I want to work on my story, but I have no time! This and that, now and later, today and tomorrow, here and there, back and forth, same ole same ole. It never ends! What am I even doing? And what (or who) am I doing it for? When things get repetitive and busy, I get sad. I feel like I'm wasting time, or I am being lazy or something. Where's the joy?
  1. I am a sinner. "For I know that nothing good dwells in me, that is, in my flesh. For I have the desire to do what is right, but not the ability to carry it out. For I do not do the good I want, but the evil I do not want is what I keep on doing" (Rom. 7:18-19).
  2. School is so exhausting. Pursuing Nursing is the most terrifying thing I've ever done.
  3. Work is pretty much the same. It's not scary, but it can be pretty rough.
  4. Papaw's mind has been taken over, and Mamaw is exhausted times a zillion.
  5. I miss Hannah and my brother.
  6. I feel incapable of accomplishing pretty much anything.
  7. Mine and my parent's paths never seem to cross these days.

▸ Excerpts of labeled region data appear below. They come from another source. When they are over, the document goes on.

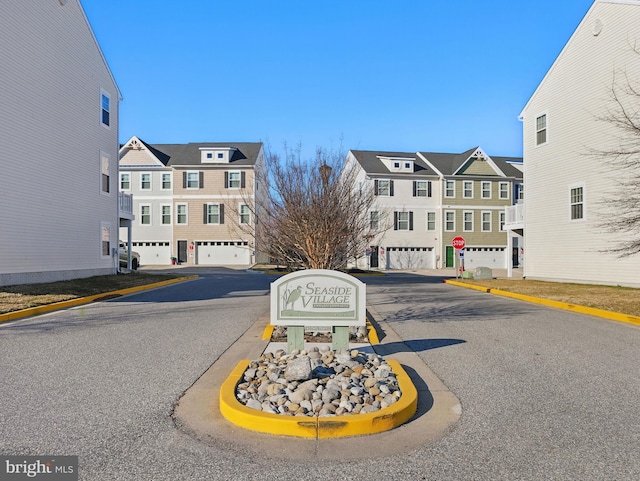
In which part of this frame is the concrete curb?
[0,276,198,323]
[444,280,640,326]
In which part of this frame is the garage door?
[464,247,507,270]
[196,241,251,266]
[387,247,434,269]
[131,241,171,266]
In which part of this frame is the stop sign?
[451,236,465,249]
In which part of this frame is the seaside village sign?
[271,269,366,352]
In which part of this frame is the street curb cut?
[444,280,640,326]
[0,275,198,323]
[220,360,418,439]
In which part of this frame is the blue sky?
[82,0,592,156]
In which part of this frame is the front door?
[178,241,187,263]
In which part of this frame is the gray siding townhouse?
[0,0,133,285]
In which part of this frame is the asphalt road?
[0,269,640,481]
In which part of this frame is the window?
[373,179,393,197]
[162,172,171,190]
[100,222,111,257]
[176,204,187,225]
[462,180,473,199]
[444,180,456,197]
[120,172,131,190]
[413,180,431,197]
[186,172,200,189]
[100,152,111,194]
[393,212,413,230]
[462,210,473,232]
[240,204,251,224]
[209,204,222,224]
[571,187,584,220]
[536,114,547,145]
[498,182,509,199]
[444,210,456,232]
[161,205,171,225]
[369,210,380,231]
[100,90,111,127]
[482,181,491,199]
[482,212,491,232]
[140,204,151,225]
[140,172,151,190]
[427,212,436,231]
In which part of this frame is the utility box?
[473,267,493,280]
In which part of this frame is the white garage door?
[196,241,251,266]
[131,242,171,266]
[464,247,507,271]
[387,247,434,269]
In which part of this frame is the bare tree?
[589,65,640,257]
[242,145,383,269]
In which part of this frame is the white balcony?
[504,204,524,230]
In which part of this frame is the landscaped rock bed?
[236,346,401,416]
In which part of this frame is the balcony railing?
[504,204,524,229]
[118,192,133,214]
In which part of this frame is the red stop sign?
[451,236,465,249]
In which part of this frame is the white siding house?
[521,0,640,286]
[0,0,122,285]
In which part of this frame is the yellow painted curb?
[0,276,198,323]
[445,280,640,326]
[220,360,418,439]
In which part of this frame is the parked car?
[118,242,140,271]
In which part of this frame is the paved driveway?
[0,269,640,481]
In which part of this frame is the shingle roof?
[141,140,262,167]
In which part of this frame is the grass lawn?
[462,279,640,316]
[0,272,179,314]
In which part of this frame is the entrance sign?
[451,236,465,249]
[271,269,366,329]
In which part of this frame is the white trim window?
[160,204,171,225]
[536,114,547,145]
[140,172,151,190]
[140,204,151,225]
[481,211,491,232]
[481,180,491,199]
[462,210,473,232]
[162,172,172,190]
[100,151,111,194]
[569,185,584,220]
[444,210,456,232]
[120,172,131,191]
[462,180,473,199]
[176,204,188,225]
[427,212,436,231]
[239,204,251,225]
[444,180,456,199]
[498,182,509,199]
[100,89,111,129]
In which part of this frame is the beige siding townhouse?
[120,136,264,266]
[0,0,127,285]
[521,0,640,287]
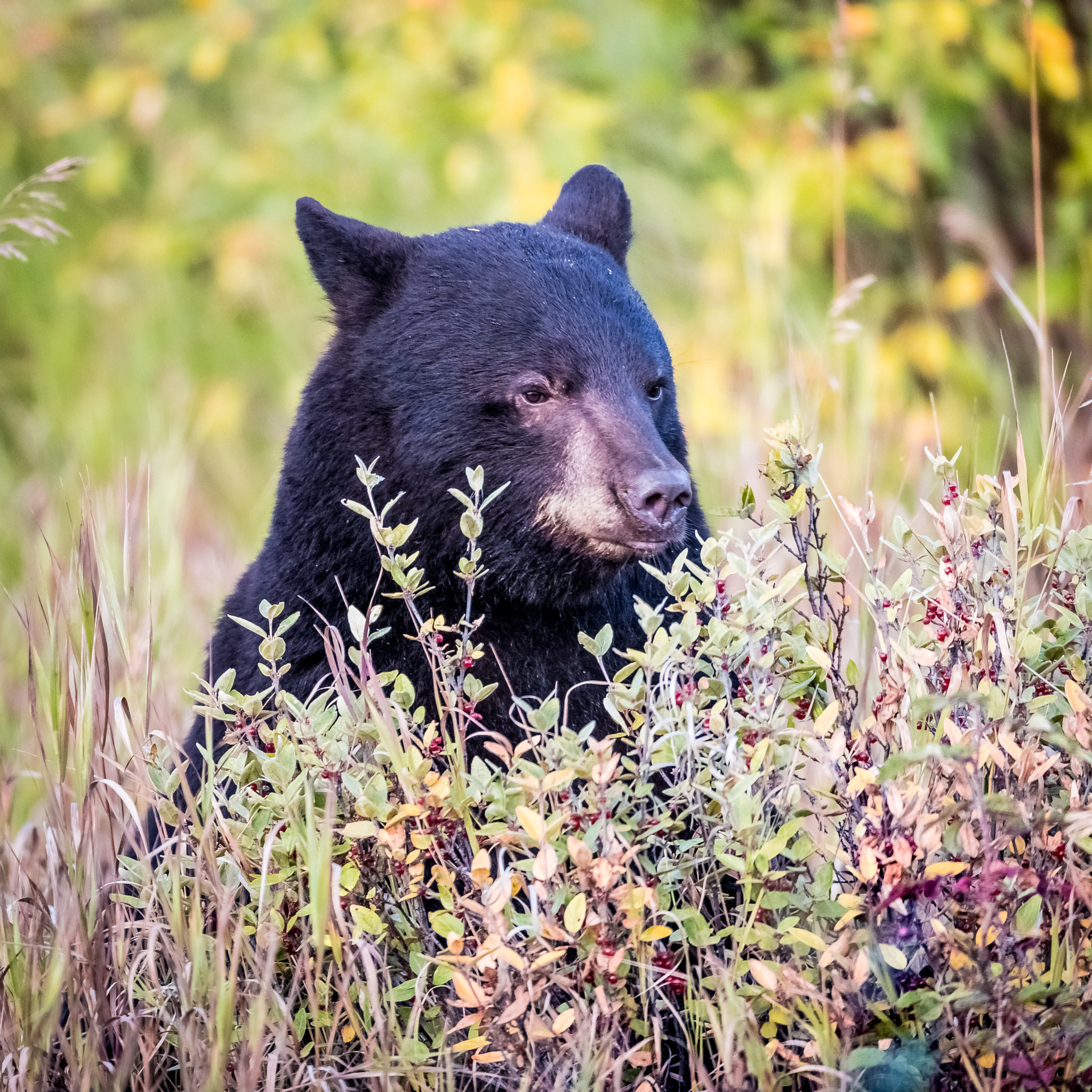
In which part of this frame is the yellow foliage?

  8. The future scares me. The What If's always find their way in.
  9. Money is stupid.
  10. Yada yada yada, on and on and on.
Wait a minute... Slow down. STOP. Be silent. Just listen...ears hearing, mouth closing. Here's the joy: Christ! I was an ENEMY of the CREATOR. I deserved His wrath and condemnation. I had no way of saving myself. But because of Jesus Christ's perfect life, His perfect love, and His perfect sacrifice, God's wrath was satisfied through Jesus' death on the Cross. God, my Father, adopted me into His kingdom, His family. I HAVE SO MUCH TO BE JOYFUL AND EXCITED ABOUT. God has blessed me incredibly. I have so much, and I hold on to it all...and complain about it! (Father, help me let it all go and serve others!) I have a wonderful family. I have such dear friends. Booher & Hannah. Always. I have such strong and loving sisters and brothers in the beautiful body of Christ. I have Jess, the most incredible best friend, protector, lover, and helper I could ever ask for. And best of all: Christ is returning! He is coming for His bride, His church! The beautiful day is drawing near. I want to anticipate it more and more every day.